December 17th 2017 (5 months after China)
It feels about right to do this post after I had a pretty big disappointment and an even bigger success. I was asked to accompany someone on two vocal pieces and I failed big time. They even got the music to me in advance and I couldn't find time to practice. Looking over it I figured I'd be able to pull it off and man have my skills atrophied over the past couple years without active practice. But then after that I accompanied the Improv Broadway group and had a good deal of success. Only one number had an awkward spell where I couldn't figure it out all the way, but even then it was pretty quick to get back on it. I'm just skilled enough to do the improv piano work for them without feeling better than it and like I should be paid, so I'm probably a perfect fit for them. I enjoy doing it immensely though, I really get into it, and pull out some funky sounds on the side.

Another reason why this dual day made me pause was that I realized this was my last artistic pursuit I had on the calendar for the foreseeable future. I've been sacrificing so many things so that I could find more time to work, more time to increase my income by any means possible. And, it's been very ennobling, it's been hard, and it's been a lot of drudgery. I've been working usually 60-80 hours a week and it's easily double to triple what I have to work to maintain overhead comfortably right now. Once I'm debt free it will be at least four times what I need to maintain overhead.

I was hoping that this goal would take about this much time to accomplish, and I've made huge progress, but with my current trajectory I'll probably not be done until this Spring, but that will be with paying for a trip to New York, California, and eventually Europe, which is sort of a dream. The fact that this goal has taken me longer than I anticipated is indicative of a problem more deeply seated.

Ever since I've left for China, (and really a good month before) I've been trying to commit myself to a higher code of excellence. Call it elitism, but I've desperately wanted to establish a legacy. I want myself and my family to be known for spiritual fidelity, economic responsibility, self-fulfillment, and most importantly PASSION. I've had a lot of success, not as much as I'd like, but I've also realized a lot of my initial expectations were unreasonable. Not unrealistic, just juvenile. But, success is weird. If you want to be and do more than is the norm you have to not be the norm. You gotta be weird, bizarre even.

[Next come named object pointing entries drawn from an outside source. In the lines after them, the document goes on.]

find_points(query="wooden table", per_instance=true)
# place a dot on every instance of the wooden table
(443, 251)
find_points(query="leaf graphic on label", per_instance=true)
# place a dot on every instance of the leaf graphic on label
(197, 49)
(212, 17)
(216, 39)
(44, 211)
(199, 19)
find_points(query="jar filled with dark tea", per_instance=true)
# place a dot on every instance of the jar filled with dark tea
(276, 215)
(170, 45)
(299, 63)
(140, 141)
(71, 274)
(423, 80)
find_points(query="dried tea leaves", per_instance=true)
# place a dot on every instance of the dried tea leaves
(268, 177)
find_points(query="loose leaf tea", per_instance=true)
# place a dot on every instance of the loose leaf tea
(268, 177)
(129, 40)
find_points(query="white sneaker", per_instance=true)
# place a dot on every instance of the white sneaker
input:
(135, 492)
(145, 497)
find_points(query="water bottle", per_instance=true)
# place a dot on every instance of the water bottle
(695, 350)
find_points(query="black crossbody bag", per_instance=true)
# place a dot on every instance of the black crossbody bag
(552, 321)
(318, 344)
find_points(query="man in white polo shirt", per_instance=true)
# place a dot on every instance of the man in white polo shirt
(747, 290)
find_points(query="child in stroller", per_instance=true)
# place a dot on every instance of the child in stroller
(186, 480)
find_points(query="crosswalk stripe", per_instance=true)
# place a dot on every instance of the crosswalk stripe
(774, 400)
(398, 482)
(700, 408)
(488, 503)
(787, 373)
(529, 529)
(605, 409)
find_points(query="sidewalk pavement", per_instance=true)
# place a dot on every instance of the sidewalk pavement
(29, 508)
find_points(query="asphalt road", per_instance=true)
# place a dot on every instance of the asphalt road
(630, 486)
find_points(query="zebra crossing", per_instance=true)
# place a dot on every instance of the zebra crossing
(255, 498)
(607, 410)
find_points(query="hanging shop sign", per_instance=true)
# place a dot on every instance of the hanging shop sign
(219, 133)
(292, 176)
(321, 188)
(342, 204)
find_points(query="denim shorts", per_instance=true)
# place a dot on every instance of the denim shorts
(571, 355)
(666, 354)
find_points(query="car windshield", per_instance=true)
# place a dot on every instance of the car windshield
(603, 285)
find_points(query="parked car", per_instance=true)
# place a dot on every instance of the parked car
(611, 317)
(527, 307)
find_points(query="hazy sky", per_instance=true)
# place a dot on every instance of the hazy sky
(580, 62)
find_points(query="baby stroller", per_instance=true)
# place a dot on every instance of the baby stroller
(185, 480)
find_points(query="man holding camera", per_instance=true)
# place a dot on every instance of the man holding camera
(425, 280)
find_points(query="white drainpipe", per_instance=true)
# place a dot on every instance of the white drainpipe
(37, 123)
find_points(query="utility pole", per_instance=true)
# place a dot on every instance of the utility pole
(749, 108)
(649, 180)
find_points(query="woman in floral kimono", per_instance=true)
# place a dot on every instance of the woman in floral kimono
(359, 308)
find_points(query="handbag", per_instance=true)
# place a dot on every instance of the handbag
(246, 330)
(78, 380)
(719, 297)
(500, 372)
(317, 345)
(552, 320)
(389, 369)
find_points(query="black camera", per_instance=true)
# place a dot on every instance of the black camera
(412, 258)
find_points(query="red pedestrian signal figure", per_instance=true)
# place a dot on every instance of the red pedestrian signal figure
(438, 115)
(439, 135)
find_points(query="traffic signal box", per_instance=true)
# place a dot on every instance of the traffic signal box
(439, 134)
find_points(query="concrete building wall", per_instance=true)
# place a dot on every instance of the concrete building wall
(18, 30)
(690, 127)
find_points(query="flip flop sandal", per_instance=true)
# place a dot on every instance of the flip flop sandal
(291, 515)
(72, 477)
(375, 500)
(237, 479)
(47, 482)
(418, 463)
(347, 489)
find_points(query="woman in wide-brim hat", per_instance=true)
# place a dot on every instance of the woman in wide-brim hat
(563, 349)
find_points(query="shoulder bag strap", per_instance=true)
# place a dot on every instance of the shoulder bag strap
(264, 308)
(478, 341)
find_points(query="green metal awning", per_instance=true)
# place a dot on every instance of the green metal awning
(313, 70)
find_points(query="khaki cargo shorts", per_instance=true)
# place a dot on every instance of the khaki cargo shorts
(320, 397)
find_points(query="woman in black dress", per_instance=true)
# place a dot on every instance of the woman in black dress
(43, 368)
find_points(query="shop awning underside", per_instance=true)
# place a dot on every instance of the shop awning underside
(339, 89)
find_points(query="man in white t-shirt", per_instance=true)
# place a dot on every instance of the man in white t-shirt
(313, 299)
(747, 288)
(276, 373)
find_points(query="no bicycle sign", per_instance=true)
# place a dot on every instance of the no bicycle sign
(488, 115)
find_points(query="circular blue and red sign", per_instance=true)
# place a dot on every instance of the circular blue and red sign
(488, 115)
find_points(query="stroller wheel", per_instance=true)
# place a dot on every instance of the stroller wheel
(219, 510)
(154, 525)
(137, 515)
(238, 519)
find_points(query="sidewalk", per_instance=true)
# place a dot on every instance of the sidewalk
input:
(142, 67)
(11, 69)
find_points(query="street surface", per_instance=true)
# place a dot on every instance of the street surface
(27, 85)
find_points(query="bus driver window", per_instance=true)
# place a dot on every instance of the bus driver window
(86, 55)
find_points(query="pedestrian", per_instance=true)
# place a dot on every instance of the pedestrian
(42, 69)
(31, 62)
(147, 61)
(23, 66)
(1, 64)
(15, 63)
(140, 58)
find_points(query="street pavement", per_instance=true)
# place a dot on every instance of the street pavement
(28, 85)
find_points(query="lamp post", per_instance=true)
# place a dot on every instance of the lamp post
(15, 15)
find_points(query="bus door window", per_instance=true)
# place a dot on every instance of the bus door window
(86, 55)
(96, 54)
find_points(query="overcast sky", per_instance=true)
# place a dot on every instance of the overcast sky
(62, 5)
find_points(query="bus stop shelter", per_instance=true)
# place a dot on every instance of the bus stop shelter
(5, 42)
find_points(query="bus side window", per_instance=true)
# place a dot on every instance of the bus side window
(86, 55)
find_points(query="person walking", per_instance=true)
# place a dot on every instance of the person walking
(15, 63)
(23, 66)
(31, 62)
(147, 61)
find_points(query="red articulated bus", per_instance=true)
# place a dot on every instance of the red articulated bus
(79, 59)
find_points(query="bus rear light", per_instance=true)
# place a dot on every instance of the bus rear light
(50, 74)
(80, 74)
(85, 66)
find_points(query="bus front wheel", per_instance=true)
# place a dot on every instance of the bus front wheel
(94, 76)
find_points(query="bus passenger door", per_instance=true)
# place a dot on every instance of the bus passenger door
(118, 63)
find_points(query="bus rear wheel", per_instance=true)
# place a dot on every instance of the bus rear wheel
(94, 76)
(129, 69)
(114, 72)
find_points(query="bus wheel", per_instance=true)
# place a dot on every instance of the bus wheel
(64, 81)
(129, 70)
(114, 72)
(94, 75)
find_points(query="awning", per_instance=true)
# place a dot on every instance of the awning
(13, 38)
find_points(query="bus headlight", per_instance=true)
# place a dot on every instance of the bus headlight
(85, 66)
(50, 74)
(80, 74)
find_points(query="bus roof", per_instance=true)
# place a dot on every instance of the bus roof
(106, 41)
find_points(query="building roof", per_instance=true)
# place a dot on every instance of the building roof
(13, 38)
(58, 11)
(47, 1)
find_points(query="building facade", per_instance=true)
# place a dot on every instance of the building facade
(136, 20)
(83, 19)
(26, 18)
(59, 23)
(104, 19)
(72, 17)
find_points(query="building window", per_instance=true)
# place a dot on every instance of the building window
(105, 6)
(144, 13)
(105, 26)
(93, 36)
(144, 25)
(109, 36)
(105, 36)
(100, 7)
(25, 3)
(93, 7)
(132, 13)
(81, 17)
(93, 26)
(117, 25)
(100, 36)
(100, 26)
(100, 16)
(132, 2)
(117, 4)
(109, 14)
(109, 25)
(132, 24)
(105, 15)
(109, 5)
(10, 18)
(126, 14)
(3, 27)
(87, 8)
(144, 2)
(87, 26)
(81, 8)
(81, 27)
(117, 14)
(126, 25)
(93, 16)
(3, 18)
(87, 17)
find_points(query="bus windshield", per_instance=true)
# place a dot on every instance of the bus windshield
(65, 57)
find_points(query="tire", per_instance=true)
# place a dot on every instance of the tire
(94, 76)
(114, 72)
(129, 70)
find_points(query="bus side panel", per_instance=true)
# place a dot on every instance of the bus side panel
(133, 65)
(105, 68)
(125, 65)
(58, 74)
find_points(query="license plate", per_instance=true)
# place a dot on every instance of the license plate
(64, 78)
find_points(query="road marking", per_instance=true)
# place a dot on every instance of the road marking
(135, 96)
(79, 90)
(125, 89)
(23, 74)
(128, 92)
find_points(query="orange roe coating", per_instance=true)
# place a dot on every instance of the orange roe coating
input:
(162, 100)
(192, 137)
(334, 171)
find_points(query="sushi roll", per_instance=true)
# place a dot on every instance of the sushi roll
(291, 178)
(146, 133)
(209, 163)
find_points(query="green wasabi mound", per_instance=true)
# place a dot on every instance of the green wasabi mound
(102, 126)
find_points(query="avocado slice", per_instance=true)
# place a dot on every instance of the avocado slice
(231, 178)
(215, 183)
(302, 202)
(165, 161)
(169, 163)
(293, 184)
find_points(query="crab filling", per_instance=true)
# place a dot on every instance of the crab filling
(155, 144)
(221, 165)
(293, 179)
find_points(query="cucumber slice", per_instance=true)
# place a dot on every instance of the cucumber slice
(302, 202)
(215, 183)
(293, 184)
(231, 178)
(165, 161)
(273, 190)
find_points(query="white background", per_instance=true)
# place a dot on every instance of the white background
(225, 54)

This work, becoming deliberately exceptional, is hard. It's like a tilting needle back and forth. On one side there's under-working and not pushing oneself as hard as they can, and then there's overworking and being unhealthy to the point that the work is unsustainable. I break apart and have to invest more energy in being healthy enough to work again. There's a sweet green zone where I work as hard as I can and still am being healthy enough to not have to worry about my health. I think about this way more than I should. I think I've begun slowly tilting the needle toward under-working lately. I've let the failures of past attempts limit the scope of my vision.

Now I'm going to build new goals, and new expectations. Built in mind of, but not limited by the experiences and lessons I've learned over the next year. My current main goal is still the Dave Ramsey Solvency, and until that goal is done, I can't put another one in its place. I have learned however, that there has to be supplementary smaller goals alone the way. Running and muscle mass, Chinese study, and arts projects are the ones that immediately come to mind, however I will be attending college next semester as well. Effectively I need to build a schedule of goals that correlate to what is needed when. It's a complex question, but not having a plan is planning to fail. And even though every plan is "flawed" and leads to a "flawed" completion, I prefer that to nothing at all.

A big part of my vision of the future, is my family, and that family starts with a friend, then best friend, and then wife. I've learned in the past that both pushing love that I don't feel and relying on intense feelings of love alone are both terrible options, so now I need to find a happy balance between the both. I've been dating a lot and finding out more of what I want and like, but the older I get, the more I feel that really the persons most important qualities are their values and moral compass. You can make any sort of relationship work I think, as long as that person has integrity and similar morals. For instance, I can't see myself having a relationship with anyone that doesn't view parenthood as a huge part of human accomplishment. I don't think people who don't feel that way are terrible, but that's a large part of my worldview and I can't see a relationship with someone who doesn't feel that way. I could probably "fall in love" with someone who felt that way, but once it came to deciding if I would nurture and sustain that love, it'd probably fall away upon knowing that. I dunno, been thinking a lot about this. If I had this figured out I would be married right? (Ha, as if married people have all the answers... wait do they?)

I have lost track of the last two journals I have been writing in, which is a bad sign. Tracking my progress has fallen by the wayside and I've stagnated. Work is never done. This blog has allowed me to get some thoughts out, but I'll make another journal and use it to track my goal progress and measure things more independently. I may start making blog posts about what my goals are and what progress I've been having, give me a way to be more accountable.

Thank you for reading! This was just my stream of consciousness and I didn't edit at all, please let me know if you have a book to help me in my quests, or have opinions. No man is an Island!